The main problem is: I cannot obtain similar parameter estimates with EViews and R.

For reasons I do not know myself, I need to estimate parameters for certain data using EViews. This is done by picking the NLS (nonlinear least squares) option and using the following formula: indep_var c dep_var ar(1)

EViews claims that they estimate linear AR(1) processes such as: $$Y_t = \alpha + \beta X_t + u_t$$ where $u_t$ errors are defined as: $$u_t = \rho \cdot u_{t-1} + \varepsilon$$ by using an equivalent equation (with some algebraic substitutions): $$Y_t = (1 - \rho) \alpha + \rho Y_{t - 1} + \beta X_t - \rho \beta X_{t - 1} + \varepsilon_t$$ Furthermore, this thread over at the EViews forums suggests that their NLS estimations are generated by the Marquardt algorithm.

Now, the go-to R function to estimate AR(1) processes is arima. However, there are two problems:

1. the estimates are maximum likelihood estimates;
2. the intercept estimate is not actually the intercept estimate (according to R.H. Shumway & D.S. Stoffer).

Therefore, I turned to the nlsLM function from the minpack.lm package. This function uses the Marquardt algorithm to achieve nonlinear least squares estimates, which should yield the same results as the EViews implementation (or very similar ones, at least).

Now the code. I have a data frame (data) with an independent variable and a dependent variable such as the one generated by the following code:

data <- data.frame(independent = abs(rnorm(48)), dependent = abs(rnorm(48)))


To estimate parameters in the equation EViews claims to estimate (3rd one on this post), I use the following commands:

library(minpack.lm)
result <-
nlsLM(dependentB ~ ((1 - theta1) * theta2) + (theta1 * dependentA) +
(theta3 * independentB) - (theta1 * theta3 * independentA),
data = list(dependentB = data$dependent[2:48], dependentA = data$dependent[1:47],
independentB = data$independent[2:48], independentA = data$independent[1:47]),
start = list(theta1 = -10, theta2 = -10, theta3 = -10)
)


Unfortunately, the estimates output by nlsLM are not close to the ones output by EViews. Do you have any idea of what might be causing this? Or maybe my code is wrong?

Finally, I would like to say that I personally am an R user - that is exactly why I'm trying to do this in R instead of EViews. I would also love to provide you the data I'm working with but it's impossible since it's confidential data.

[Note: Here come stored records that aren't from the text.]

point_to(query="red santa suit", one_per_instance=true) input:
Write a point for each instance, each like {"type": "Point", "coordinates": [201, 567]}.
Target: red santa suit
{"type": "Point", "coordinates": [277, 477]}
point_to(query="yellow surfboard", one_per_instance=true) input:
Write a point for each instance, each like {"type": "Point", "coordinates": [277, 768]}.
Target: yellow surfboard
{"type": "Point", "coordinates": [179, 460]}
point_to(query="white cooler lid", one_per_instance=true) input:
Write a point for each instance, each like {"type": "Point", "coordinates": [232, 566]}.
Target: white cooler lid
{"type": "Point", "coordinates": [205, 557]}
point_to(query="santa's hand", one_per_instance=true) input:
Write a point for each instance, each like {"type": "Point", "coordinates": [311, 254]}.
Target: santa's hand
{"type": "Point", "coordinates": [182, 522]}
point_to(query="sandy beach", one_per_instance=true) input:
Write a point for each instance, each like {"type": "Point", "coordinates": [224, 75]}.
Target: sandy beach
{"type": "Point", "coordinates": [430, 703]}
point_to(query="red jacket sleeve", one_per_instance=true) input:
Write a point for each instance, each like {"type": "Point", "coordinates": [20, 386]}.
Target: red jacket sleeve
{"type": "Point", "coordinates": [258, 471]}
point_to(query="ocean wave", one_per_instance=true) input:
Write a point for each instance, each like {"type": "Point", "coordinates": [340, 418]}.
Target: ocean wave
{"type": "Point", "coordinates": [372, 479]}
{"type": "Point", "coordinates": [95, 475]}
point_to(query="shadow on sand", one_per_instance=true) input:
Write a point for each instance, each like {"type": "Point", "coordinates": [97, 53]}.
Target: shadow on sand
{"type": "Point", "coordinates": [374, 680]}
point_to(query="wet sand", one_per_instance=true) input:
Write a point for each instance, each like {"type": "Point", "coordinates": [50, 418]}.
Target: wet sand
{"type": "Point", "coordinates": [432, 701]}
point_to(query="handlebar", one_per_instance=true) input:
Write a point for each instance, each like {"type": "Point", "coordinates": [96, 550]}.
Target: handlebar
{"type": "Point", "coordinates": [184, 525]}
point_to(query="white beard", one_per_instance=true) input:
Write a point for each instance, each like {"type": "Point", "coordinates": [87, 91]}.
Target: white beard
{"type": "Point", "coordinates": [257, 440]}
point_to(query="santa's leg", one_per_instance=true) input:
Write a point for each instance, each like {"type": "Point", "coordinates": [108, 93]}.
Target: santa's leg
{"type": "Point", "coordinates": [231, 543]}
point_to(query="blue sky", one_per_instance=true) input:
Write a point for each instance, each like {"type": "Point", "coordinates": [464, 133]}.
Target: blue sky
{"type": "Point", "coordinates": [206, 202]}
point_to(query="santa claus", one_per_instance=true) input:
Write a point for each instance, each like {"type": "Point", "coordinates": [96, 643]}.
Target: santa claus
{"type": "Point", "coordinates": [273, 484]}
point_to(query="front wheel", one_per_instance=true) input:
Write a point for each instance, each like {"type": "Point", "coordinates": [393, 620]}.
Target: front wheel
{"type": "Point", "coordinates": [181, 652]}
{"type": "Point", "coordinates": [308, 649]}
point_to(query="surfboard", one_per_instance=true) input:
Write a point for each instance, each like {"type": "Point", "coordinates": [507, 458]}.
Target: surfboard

• Welcome to the site, @Fael. +1 for a clear question. I took the liberty of tweaking the formatting slightly to make it cleaner. Please make sure it still says what you want. – gung - Reinstate Monica Nov 14 '12 at 17:18
• Wow, that was really nice of you. Thanks a lot, @gung ! – Fael Nov 14 '12 at 17:23
• You cam always scale/code the data and post it. a transformation of the form [(y-constant1)/constant2 ] will do the trick. – IrishStat Nov 14 '12 at 17:38
• BTW: Parameters of linear processes can be estimated through OLS. – Germaniawerks Jul 28 '14 at 19:23

Your NLLS has four ortoghonality conditions, one per variable plus the constant (analogue to normal equations in standard OLS) to solve for three parameters ($\rho, \beta, \alpha$ ). The Non-linear algorithms often have heterogenous configurations for tolerance parameters across softwares. MAy I suggest you drop $X_{t-1}$ from your equation in order to get exactly identified system and then test Eviews against R ? if both agree, it probably means one of them has troubles with the overidentification.